Children As Child Soldiers

Compounding the tragedy further, there has been an increase in the use of child soldiers in guerrilla armies. Children are easily kidnapped, separated from their parents and siblings and conscripted into the army to fight wars. In such situations they are systematically brutalized, at times by being forced to watch gruesome murder. Some have been ordered to kill their own parents, brothers and/or sisters. Where they find it difficult to carry out these bloody assignments as a result of their innocence, such children are encouraged and compelled to take drugs in order to heighten their killer instinct. In Freetown, Sierra Leone, child soldiers whose innocence had been destroyed by the crimes of a protracted civil war resolved that they were not going to hands-off arms. They took the resolution in October, 1998 when Carol Bellamy the then UNICEF’s head in Sierra Leone, asked them in Bo to surrender their weapons. The child soldiers belonged to the hunter militia group known as Kamajor. In addition, children generally suffer a high death rate during civil or international wars. Most of them die of hunger or hunger related diseases such as kwashiorkor. Because they are fragile and defenseless, they are easy victims in war situations. On August 31, 1997 about 21 children fell into a swimming pool in panic and got drowned in Nsele, 60 kilometers east of Kinshasa, capital city of the Democratic Republic of Congo when some armed troops tried to maintain order in the area. In Northern Uganda, rebels of the Lords Resistance Army (LRA), headed by Joseph Kony, who have been fighting against the Ugandan government have continued to carry out atrocities against children in that country.

It is interesting to note that children are gradually becoming aware of the injustice and oppression against them by the adult world. In July 1997, Eric Ndelema, a councilor from Kaziso, West Rand, was stoned to death by an irate mob of about 200 primary school children. The mob also set his house ablaze. Mary Martins, a sergeant and South African Police spokesman, confirmed the incident that occurred in Johannesburg but said that the motive for the attack was not yet known. If the cause of the attack was not known, perhaps the peaceful demonstration that was carried out by children from January 5 to June 4, 1998 is enough proof that children are gradually getting fed up with the whole game. Pakistan played host to the global march against child labour in April, 1998 as part of a campaign to draw world attention to children’s rights. The campaigners, numbering about 45,000 children from various countries, walked through Manila, Vietnam, Thailand, India and Geneva into the boarder town of Wahgah, 25 kilometers from Lahore, capital of Pakistan, amidst cheers from the citizens. Kailash Trithay, the leader of the demonstration said his group was carrying a message from every working child that «the world should be free of child abuse».

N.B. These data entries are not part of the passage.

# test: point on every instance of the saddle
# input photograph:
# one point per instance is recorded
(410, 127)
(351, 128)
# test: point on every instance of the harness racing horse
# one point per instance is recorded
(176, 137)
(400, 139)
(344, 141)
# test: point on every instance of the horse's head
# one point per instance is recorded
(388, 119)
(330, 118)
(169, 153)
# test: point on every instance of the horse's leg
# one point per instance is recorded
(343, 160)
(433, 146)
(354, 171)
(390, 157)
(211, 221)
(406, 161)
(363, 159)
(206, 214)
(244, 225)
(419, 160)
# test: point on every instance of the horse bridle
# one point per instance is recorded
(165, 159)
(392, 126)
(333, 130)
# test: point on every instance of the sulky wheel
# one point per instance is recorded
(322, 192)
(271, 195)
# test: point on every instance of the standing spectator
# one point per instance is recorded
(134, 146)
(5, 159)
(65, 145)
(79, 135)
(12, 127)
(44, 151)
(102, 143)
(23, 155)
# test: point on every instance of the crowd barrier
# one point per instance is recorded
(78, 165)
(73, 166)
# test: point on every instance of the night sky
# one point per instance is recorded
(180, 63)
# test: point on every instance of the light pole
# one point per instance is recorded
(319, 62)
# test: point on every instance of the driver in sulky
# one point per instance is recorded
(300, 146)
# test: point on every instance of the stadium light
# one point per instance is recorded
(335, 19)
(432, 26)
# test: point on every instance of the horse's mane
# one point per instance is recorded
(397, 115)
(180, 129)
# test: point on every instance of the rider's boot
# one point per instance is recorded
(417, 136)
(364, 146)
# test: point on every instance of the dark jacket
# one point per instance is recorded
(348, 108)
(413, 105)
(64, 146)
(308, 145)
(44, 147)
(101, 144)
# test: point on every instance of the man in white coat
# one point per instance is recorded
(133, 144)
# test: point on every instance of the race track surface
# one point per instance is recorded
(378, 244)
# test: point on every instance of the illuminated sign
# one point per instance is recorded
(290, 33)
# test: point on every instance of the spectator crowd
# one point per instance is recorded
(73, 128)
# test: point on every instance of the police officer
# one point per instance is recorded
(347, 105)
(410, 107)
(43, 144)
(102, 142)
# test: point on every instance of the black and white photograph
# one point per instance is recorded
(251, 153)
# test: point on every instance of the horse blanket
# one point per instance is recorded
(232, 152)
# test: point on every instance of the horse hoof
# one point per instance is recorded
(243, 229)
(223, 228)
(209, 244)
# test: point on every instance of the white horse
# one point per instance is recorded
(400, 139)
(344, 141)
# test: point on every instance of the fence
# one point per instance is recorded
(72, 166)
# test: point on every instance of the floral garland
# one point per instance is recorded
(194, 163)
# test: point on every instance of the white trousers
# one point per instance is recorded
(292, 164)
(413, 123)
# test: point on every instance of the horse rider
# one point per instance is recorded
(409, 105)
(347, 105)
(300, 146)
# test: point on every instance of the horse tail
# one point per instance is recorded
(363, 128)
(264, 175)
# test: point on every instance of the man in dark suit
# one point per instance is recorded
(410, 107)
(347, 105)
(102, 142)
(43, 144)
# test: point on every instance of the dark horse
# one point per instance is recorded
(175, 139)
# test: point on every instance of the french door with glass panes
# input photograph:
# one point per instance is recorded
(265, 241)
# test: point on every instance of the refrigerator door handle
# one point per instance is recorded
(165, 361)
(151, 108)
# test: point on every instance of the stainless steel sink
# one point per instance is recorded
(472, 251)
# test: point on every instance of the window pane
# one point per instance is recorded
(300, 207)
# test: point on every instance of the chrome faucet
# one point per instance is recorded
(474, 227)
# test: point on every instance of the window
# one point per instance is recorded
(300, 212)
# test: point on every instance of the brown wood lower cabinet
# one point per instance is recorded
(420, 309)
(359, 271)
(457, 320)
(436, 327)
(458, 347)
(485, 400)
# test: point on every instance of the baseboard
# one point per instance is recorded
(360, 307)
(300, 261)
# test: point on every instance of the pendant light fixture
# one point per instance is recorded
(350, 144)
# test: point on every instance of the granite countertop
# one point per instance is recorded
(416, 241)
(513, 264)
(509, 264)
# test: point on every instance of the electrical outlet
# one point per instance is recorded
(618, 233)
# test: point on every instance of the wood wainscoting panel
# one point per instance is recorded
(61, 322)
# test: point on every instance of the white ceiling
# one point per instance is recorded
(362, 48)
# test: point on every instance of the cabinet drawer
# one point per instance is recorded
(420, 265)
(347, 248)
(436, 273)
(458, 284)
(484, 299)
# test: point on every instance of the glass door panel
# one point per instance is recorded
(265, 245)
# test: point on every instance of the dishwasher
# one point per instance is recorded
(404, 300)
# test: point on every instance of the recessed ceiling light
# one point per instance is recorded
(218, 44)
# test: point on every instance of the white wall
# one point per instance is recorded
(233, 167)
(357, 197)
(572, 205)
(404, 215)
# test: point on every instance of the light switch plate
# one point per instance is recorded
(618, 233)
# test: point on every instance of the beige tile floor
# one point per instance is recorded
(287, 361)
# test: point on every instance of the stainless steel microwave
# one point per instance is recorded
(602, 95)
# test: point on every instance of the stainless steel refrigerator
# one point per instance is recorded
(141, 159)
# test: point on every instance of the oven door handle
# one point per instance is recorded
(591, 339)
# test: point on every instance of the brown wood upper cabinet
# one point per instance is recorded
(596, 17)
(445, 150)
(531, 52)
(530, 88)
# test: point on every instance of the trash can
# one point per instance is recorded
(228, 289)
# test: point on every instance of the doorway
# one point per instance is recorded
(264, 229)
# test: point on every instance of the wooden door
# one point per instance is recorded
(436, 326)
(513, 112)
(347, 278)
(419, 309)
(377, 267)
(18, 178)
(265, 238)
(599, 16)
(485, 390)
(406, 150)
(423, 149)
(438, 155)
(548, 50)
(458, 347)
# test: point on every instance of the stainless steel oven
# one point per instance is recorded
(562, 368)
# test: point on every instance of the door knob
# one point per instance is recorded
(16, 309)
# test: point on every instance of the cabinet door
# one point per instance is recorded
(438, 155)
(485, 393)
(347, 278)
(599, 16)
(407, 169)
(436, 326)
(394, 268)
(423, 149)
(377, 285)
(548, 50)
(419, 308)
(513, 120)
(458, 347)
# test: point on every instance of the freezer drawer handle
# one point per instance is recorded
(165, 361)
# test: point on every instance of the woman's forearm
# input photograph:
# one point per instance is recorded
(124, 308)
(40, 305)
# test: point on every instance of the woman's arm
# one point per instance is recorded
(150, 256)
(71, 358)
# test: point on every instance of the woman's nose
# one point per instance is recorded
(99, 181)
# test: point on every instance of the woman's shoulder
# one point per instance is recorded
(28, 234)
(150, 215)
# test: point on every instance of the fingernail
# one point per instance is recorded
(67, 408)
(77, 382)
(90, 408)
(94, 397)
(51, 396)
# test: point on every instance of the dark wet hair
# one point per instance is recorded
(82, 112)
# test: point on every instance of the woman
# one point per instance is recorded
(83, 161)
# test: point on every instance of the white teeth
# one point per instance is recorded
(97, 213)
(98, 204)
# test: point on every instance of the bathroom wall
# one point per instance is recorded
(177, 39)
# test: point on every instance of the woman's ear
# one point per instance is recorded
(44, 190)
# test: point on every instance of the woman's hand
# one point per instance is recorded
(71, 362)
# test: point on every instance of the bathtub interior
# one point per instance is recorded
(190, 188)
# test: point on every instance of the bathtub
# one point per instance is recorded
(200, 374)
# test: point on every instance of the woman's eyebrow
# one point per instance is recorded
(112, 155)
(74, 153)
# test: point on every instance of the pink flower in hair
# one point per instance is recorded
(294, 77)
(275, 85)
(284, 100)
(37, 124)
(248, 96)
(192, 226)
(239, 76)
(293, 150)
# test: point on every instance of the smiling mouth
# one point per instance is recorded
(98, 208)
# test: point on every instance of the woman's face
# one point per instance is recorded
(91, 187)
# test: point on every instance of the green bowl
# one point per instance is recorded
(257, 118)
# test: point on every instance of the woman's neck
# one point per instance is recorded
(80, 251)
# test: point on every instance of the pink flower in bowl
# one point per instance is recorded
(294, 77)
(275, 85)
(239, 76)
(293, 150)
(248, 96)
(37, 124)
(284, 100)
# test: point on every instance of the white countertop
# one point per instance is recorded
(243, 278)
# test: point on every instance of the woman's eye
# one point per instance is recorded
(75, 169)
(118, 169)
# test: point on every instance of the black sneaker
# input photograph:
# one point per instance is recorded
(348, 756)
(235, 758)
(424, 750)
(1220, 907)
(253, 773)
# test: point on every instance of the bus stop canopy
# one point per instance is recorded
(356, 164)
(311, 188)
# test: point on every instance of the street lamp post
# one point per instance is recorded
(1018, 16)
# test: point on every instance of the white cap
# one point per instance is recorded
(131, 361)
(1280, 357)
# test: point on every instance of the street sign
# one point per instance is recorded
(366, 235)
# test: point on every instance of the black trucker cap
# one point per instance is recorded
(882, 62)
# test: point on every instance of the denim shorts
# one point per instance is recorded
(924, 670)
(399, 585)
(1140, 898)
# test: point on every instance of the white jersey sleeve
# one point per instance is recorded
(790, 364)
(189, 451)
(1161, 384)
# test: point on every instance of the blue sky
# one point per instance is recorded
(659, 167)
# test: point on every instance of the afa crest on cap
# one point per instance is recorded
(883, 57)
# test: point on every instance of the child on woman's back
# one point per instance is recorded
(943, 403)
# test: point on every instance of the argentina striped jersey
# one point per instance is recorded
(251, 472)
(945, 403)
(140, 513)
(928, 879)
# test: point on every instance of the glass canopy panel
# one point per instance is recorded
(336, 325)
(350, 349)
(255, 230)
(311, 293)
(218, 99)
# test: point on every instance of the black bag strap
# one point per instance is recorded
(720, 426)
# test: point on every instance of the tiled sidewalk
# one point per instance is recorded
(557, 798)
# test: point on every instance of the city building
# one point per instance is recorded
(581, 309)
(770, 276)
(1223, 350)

In spite of the above facts, which are by no means exhaustive, it appears that not many countries of the world have taken definitive stand against this global monster of child abuse which is threatening to turn our God-given children into slaves and make this world an unsafe place for those who are undoubtedly our leaders of tomorrow. The situation quickly calls to mind, the admonition of an erudite scholar, Martin Luther King, who once remarked that «the world is full of evil today not because of those who do evil, but because of men who keep silent and watch evil being done».